From a few studies, random and without context:

"Experience at our institution with SRT demonstrates that this results in good long-term biochemical control. However, toxicity and urinary incontinence rates were high."

"Nearly half of patients with recurrent prostate cancer after radical prostatectomy have a long-term PSA response to SRT when treatment is administered at the earliest sign of recurrence."

[then presumably LESS than half DON'T?]

My experience, may not be yours.

Diagnosed in Jan 14 at age 57. Surgery in March 14, T2CNoMx, GS 8, ECE, SV and margins negative, 10% prostate involved.

PSA <.1 until Sep 15 when it comes in at .2. We tested 90 days later and it was .3.

We did SRT in March 16, 39 IMRT, 70.2 Gya.
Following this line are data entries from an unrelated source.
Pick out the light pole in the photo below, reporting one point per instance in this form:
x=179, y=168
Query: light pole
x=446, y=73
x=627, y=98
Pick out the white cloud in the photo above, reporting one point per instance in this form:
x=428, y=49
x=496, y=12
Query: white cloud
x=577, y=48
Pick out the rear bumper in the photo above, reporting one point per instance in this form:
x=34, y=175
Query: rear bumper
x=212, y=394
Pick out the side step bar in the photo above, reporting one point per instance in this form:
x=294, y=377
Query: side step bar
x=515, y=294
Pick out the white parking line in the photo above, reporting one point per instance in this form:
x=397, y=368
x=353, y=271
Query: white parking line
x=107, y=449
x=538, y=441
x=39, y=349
I asked bout including sort term ADT and including the PLNs, answer, " not enough long term data...!"

90 days after finishing SRT PSA was .7, tested 30 days later 1.0...epic failure.
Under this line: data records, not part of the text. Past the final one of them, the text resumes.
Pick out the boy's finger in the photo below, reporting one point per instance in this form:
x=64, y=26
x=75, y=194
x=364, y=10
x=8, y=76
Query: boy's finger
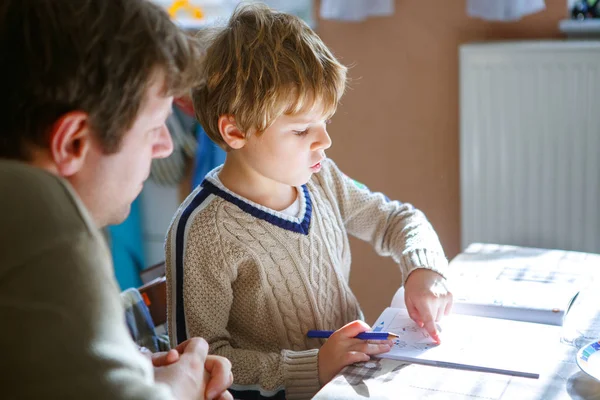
x=448, y=308
x=372, y=349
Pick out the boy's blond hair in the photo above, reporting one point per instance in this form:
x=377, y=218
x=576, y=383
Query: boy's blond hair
x=264, y=64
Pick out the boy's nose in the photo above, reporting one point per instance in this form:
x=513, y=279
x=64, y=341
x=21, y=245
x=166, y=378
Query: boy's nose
x=323, y=141
x=164, y=144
With my clinical data, GS 8, 18 months to BCR, PSADT and PSAV, it was clear how agressive my PCA was.

Went to Mayo in Jan 17, C11 Choline scan showed four PLNs but no organ or bone involvement. I agree with Dr. Kwon and we start treatment, 24 months of ADT, six cycles of taxotere and 25 more radiation treatments, IMRT, 45 Gya. With the first 3 month ADT and taxotere PSA dropped from 4.8 to .8, with the 2nd taxotere, <.1, T to <7. Both stayed there.

We finished treatment in May 18 as Dr. Kwon agrees that 18 months of ADT is sufficient given my response to treatment. Latest labs have PSA stable, .07.Though those 18 months were no picnic, I managed to live my life, worked, traveled, exercised...Life is great with T!

I feel like I am in AS now, my urologist and I test and consult every four months. We have an idea of what we'll do when it comes back, get multiple readings to gauge PSADT and PSAV, image using C11 Choline, Aximun or PMSA, then informed by that clinical data, make a decision on treatment.

Lessons learned for me.

Aggressive PCa requires aggressive treatment which may not be the standard of care or what I call "population based medicine."

Given the likelihood of micro-metastatic disease, mono-therapy may not be the best decision. My urologist did not want to do surgery for that reason.

Combining treatments and bringing them forward in the disease rather than linear and sequential treatments destined to fail may be better.

Shorten my window for treatment, if it's not curable, instead of 10-15 years, ask if this treatment will work for the next 3-5 years, if so, great because by then newer treatment options will be available.

TA has given solid advice, I'm just giving my experience.

Good luck with your decision.


Just think of your spouse... Hit it hard and fast...

Good Luck, Good Health and Good Humor.